2- O kimsenin ilim almış olduğ "kitap" nedir?Herhalde, dinî bir kitap, sözgelimi Hz. Dâvud'a gelen Zebur olmamalıdır. Çünkü, dinî kitaplarda böyle bir tekniğin ilmi mevcut değildir, olamaz da.

3- İlmi, bir kısım kanun ve kaidelere dayanan kesin bilgi olarak anlayacak olursak, Hz. Süleymân aleyhisselâm'a verildiği belirtilen "ilmin" yazılmış bulunduğu bir kitabın sözkonusu olabileceği hükmünü âyetten çıkarabiliriz. Mamâfih, Hz. Süleyman'ın ilmini ihtiva eden kitapların varlığı, ölümünden sonra bunları cinlerin gömüldükleri yerden çıkardıkları vs... tefsir kitaplarında isrâilî unsurlarla tüllenmiş, ilmî aydınlığa henüz kavuşmamış ayrı bir pasajdır. Kur'ânda Kitap'la bazan Levh-i Mahfuz'un da kasdedildiği vâki ise de, sadedinde olduğumuz âyette bu mânada olması uzak ihtimaldir. Zira Levh-i Mahfuz (Kitab-ı Mübîn) ilmi, Allah'a has olan gayb kitabıdır. İnsanoğlu Allah'ın bilinmesine izin verdiği miktarı bilir, bu da insanlara peygamberlerle intikal eder. Öyle ise, orada geçen kitabın Hz. Süleyman'a lütf-u İlâhî olarak intikal ettirilen, "teknik"e müteallik ilimlere de yer veren bir kitap olduğu ve böylece onun mazhar olduğu bu ilmî mucizelerin, emsallerine insanların fen yoluyla ulaşabileceği istifadesine ulaşılabilir.

Bu açıklamalardan şu netice doğar: Hz.

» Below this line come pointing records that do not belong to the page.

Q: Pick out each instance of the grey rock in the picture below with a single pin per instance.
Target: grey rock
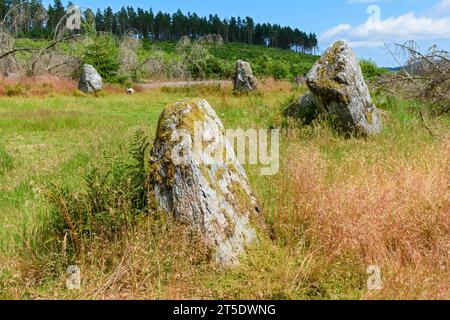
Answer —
(90, 80)
(303, 108)
(339, 89)
(213, 199)
(244, 80)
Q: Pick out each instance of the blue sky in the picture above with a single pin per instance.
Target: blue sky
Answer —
(366, 24)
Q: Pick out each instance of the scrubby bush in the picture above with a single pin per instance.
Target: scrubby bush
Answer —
(107, 205)
(370, 69)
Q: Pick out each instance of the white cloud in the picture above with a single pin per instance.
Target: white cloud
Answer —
(365, 1)
(375, 31)
(444, 4)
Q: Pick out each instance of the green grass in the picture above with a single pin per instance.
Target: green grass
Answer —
(266, 62)
(59, 140)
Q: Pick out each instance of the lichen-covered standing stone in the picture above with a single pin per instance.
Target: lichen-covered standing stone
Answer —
(90, 80)
(339, 90)
(244, 80)
(213, 197)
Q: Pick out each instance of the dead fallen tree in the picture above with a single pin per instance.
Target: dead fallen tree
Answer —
(423, 77)
(31, 61)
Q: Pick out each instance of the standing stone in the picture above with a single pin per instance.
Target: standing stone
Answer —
(90, 80)
(339, 89)
(303, 108)
(244, 80)
(212, 197)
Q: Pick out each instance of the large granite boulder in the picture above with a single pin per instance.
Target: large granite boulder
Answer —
(339, 89)
(90, 80)
(303, 108)
(196, 178)
(244, 80)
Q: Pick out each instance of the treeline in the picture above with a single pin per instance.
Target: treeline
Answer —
(170, 27)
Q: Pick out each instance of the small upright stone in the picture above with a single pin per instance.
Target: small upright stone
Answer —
(244, 80)
(339, 90)
(196, 178)
(90, 80)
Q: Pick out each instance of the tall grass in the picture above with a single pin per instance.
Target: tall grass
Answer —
(337, 206)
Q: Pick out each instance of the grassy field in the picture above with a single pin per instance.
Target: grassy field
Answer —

Süleyman aleyhisselâm'ın mazhar olduğu mucizeler, birkısım ilmî düsturlara dayanmaktadır. Bu düsturlar kitap halinde yazılmış olmakla kalmamış, birkısım insanlara da öğretilmiştir. Hz. Süleyman, bunlara vâkıf insanlardan müteşekkil güzîde bir cemaatle, saltanatını ve icraatını ilmî esaslar çerçevesinde yürütmüştür.

Eski devirlerde yaşayanların, Batılıların yakın zamana kadar ısrarla söyledikleri şekilde vahşî, câhil ve teknikten mahrum olmadıklarını gösteren bir başka haber, Hz. Süleyman'ın yaptırdığı camdan sarayla ilgili olanıdır. Âyet şöyle: "Ona (Belkıs'a): ÔSaraya gir' dendi. O (Belkıs) sarayı görünce, derin bir su zannetti ve (ıslanmasın diye) eteğini kaldırarak bacaklarını da bir miktar açtı. (Süleyman): ÔO, camdan yapılmış şeffaf bir saraydır' dedi" (Neml 44).

Bu âyet, o devirde çeşitli ilim ve tekniğin son derece geliştiğini ifâde eder. Çünkü mesken, inşaat, mühendislik ve mimarlıktan başka, demircilik, marangozluk, camcılık tezyîn, dekor gibi yüksek bir medeniyetin mahsulü olan pekçok zevk, sanat, ilim ve tekniği gerektiren bir sektördür.

Kendisine ilim verilmekle mümtaz kılındığı belirtilen saltanat sâhibi bir peygamberin hükümran olduğu bir cemiyette, böylesi bir ilimteknik seviyenin olmadığı ve bunların her seferinde mucizevî yollarla gerçekleştirildiği iddia edilemez.

Burada hatıra gelebiecek bir soru şudur: Hz. Süleyman bu kitabı ne yapmıştır.

Varlığı hususunda kesin bir iddia değil, sadece bir tahmin ve mülâhaza yürüttüğümüz bir kitabın ilmine, mahdut sayıda kimseler vâkıf olmuş olabilir. Onların ölümü ile ilim de kitap da ortadan kalkmış olabilir. Veya Hz. Süleyman'dan bir müddet sonra ortadan kalkmış olabilir. Nitekim İsrailoğlulları'nın tarihi, dinlerinin kitabı olan Tevrat'ın bile defalarca yokedilmesi vak'alarına sahne olmuştur. Öte yandan, dörtbin yıldan fazla bir müddet fiilen hükümran olan Mısır medeniyeti bile, devasâ piramidlerine rağmen, asırlar boyu unutulmuş; ancak, 19. yüzyıldan bu yana aydınlatılmaya başlanmış, dînî, tıbbî, edebî ve terbiyevî her çeşit kitapları ortaya çıkarılmıştır.[1]


 

[1] İbrahim Canan, Kutub-i Sitte Tercüme ve Şerhi, Akçağ Yayınları: 12/370-373.